Earlier this year, Elle published an article questioning,Does a couple have to be hot and heavy to be happy? According to the article, low and no sex couples are not rare. 14% of married couples have experience little to no sex in the past year. The article features 2 women in happy stable relationships who were no longer interested in having sex. They have sex close to three times a year.  After talking about how happy she was, one of the women ended up cheating on her boyfriend!  It was the fact that she felt sexually connected to another man when she realized the “sexless ness” was just another sign that she was in the wrong relationship. As this woman’s story is an example, there are obvious and true reasons why happiness is connected to ones sex drive. It allows us to feel wanted, loved, important, and connected. Studies show that people who deal with “involuntary celibacy” often deal with depression, rejection, and low esteem. But how much of the sex = happiness correlation is too much?

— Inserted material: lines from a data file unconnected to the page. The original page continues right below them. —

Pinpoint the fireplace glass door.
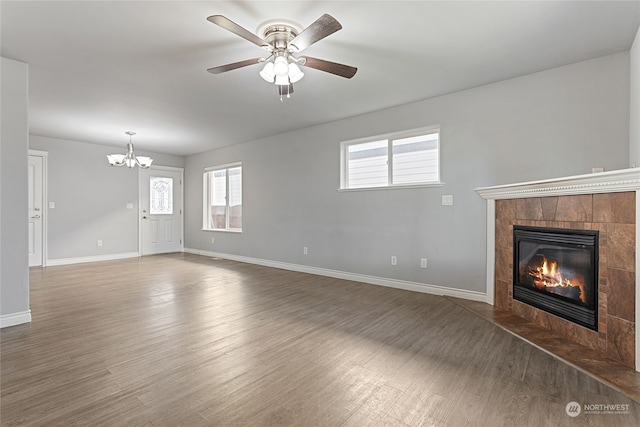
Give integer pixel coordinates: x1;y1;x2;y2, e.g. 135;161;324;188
513;226;598;330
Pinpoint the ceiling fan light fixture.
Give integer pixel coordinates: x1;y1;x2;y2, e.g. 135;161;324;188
289;62;304;83
260;61;276;83
275;74;291;86
278;84;293;101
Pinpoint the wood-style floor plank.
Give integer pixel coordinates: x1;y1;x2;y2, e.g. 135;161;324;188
0;254;640;427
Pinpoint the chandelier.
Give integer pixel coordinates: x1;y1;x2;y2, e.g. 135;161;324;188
107;131;153;169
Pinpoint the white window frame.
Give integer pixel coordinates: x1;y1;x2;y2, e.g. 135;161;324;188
338;125;444;191
202;162;244;233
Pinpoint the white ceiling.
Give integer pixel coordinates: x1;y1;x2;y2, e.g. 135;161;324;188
0;0;640;155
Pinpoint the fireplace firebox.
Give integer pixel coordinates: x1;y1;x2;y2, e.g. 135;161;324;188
513;225;598;331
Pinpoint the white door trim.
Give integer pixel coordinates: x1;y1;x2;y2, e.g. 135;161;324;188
137;165;184;256
29;149;49;267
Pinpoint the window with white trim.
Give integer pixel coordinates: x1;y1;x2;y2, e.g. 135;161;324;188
340;128;440;190
202;163;242;231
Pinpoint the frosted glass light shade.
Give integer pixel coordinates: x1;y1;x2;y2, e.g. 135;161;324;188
276;74;289;86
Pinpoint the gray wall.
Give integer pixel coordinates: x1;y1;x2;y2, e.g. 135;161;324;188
29;135;184;260
185;53;629;292
629;28;640;167
0;58;29;323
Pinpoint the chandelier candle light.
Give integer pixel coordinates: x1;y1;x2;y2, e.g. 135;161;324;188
107;131;153;169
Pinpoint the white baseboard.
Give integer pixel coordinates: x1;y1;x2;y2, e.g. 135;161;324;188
47;252;140;267
184;248;487;302
0;310;31;328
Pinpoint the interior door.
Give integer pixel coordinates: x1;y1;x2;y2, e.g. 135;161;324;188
28;156;44;267
138;167;183;255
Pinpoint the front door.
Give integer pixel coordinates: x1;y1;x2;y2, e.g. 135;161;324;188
28;156;44;267
138;166;183;255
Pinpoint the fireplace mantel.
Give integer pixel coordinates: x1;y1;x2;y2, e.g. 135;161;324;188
475;168;640;371
475;168;640;200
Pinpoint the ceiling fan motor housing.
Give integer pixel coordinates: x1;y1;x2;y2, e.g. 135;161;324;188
257;19;302;51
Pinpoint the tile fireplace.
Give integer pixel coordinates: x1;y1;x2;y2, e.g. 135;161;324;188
476;168;640;371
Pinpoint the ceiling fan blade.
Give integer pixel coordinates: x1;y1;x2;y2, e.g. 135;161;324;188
207;58;261;74
300;56;358;79
207;15;272;50
289;13;342;52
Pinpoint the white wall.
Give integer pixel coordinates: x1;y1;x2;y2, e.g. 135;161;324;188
0;58;31;327
29;135;184;262
629;28;640;167
185;53;629;292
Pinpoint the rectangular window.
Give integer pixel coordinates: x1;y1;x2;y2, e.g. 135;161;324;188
202;163;242;231
341;128;440;189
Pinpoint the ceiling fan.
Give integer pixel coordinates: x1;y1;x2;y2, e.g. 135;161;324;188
207;14;358;101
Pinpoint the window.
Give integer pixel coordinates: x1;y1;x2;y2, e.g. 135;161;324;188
202;163;242;231
341;128;440;189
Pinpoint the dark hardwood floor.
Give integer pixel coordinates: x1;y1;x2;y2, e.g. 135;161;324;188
0;254;640;427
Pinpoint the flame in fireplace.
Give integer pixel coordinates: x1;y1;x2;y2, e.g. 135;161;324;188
529;256;587;303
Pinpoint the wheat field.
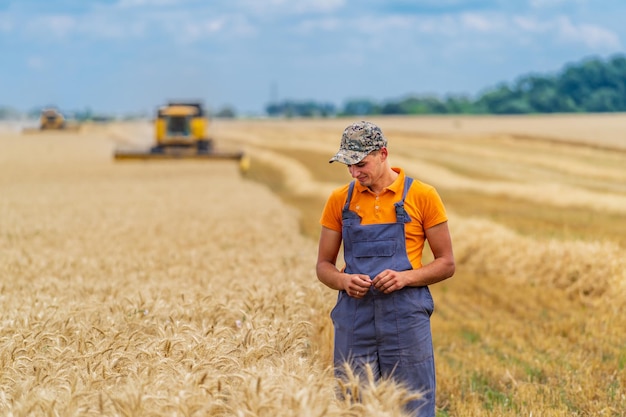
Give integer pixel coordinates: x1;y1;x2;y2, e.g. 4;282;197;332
0;114;626;417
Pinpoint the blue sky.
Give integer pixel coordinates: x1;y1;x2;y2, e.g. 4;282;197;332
0;0;626;114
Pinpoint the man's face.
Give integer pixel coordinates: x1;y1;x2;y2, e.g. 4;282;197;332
348;148;387;187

 Is it fair to gauge intimacy and compatibility to how much sex a couple has? Can two people not have sex for a period of time and be happy? If you have sex and its bad, does that mean there is no possibility of compatibility?

Let’s discuss…

1 comment:

  1. A romantic relationship without sex is like having a girlfriend with male parts. I know that people do it but I find it impossible to believe that A) one isn't getting it from someone else B) one is gay C) They have serious issues that neither is willing to address or D) old fashioned denial is hard at work. Isn't part of the reason we get into relationships so that we no longer need to have sex with strangers? Yeah, a relationship without sex is a problem waiting to happen.